Sajid Javid revealed work is underway to identify the “characteristics” of child sex abusers and their victims in a bid to tackle a “national threat”.
Police will use the results to improve “targeting” of the gangs and “prevention activity”.
Mr Javid made the announcement in a letter to Sarah Champion, the Labour MP for Rotherham who has previously said Britain has a “problem with British Pakistani men raping and exploiting white girls”.
Ms Champion later apologised for her “extremely poor choice of words” and stepped down from her role as shadow women and equalities minister.
She has since reportedly required increased security from Scotland Yard’s counter-terrorism unit.
The home secretary, who has family roots in Pakistan, reassured her convictions against child sex abusers were rising.

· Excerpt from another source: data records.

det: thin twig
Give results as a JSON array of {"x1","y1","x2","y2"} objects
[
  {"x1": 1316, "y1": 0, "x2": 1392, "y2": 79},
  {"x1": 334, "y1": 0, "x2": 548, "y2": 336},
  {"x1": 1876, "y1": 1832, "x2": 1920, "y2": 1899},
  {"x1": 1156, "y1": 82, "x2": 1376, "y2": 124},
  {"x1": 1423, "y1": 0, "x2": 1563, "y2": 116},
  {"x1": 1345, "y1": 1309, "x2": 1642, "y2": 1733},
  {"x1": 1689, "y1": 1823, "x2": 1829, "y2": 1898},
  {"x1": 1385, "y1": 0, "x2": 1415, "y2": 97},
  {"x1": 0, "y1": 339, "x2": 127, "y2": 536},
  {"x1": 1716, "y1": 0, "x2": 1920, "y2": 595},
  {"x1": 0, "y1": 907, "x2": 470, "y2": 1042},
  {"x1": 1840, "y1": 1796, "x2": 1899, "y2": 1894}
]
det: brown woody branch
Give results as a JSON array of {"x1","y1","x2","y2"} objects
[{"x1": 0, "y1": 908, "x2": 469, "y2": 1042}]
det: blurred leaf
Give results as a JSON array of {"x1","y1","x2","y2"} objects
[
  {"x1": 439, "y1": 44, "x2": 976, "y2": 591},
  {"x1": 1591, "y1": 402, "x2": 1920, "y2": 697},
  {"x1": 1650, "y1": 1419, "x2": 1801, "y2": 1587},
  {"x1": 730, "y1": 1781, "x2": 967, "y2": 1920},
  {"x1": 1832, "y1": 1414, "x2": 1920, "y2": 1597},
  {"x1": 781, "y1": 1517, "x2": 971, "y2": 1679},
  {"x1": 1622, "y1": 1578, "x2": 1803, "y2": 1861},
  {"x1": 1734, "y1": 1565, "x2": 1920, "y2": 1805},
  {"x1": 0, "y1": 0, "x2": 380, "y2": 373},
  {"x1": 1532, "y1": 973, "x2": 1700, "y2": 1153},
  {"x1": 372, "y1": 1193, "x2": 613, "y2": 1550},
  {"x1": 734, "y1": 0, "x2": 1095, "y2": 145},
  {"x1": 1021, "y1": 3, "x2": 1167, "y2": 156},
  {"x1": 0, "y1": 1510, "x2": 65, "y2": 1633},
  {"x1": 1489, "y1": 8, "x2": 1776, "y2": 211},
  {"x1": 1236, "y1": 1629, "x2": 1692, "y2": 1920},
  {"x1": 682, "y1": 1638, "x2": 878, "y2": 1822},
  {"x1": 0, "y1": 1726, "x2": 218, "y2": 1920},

He announced: “My officials have been working with investigating officers in relevant cases, and with the National Crime Agency, to establish the particular characteristics and contexts associated with this type of offending.
“We are looking at what this data set can tell us about the characteristics of offenders, victims and the wider context of abuse; all of which have critical bearing on the effective targeting of prevention activity.”

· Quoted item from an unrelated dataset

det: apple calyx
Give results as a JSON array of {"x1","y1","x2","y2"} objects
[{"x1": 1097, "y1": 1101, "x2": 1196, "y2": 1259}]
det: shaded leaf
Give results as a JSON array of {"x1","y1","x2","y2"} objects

He added: “This is a complex topic and the work of the Centre of Expertise is critical to our understanding of the model of offending we have seen in Rotherham, Telford, Newcastle and elsewhere.
“The Centre of Expertise’s project to develop a typology of child sexual offending will help us to identify the similarities and differences between child sexual exploitation by organised networks and other types of offending which will support a more targeted response by the police and other agencies.”
In December, British-Pakistani researchers from the Quilliam Foundation found that 84% of all people convicted since 2005 for the specific crime of gang grooming were Asian.
Lucy Allan, MP for Telford, has also criticised local police and the Crown Prosecution Service for “a failure to understand the nature of grooming”.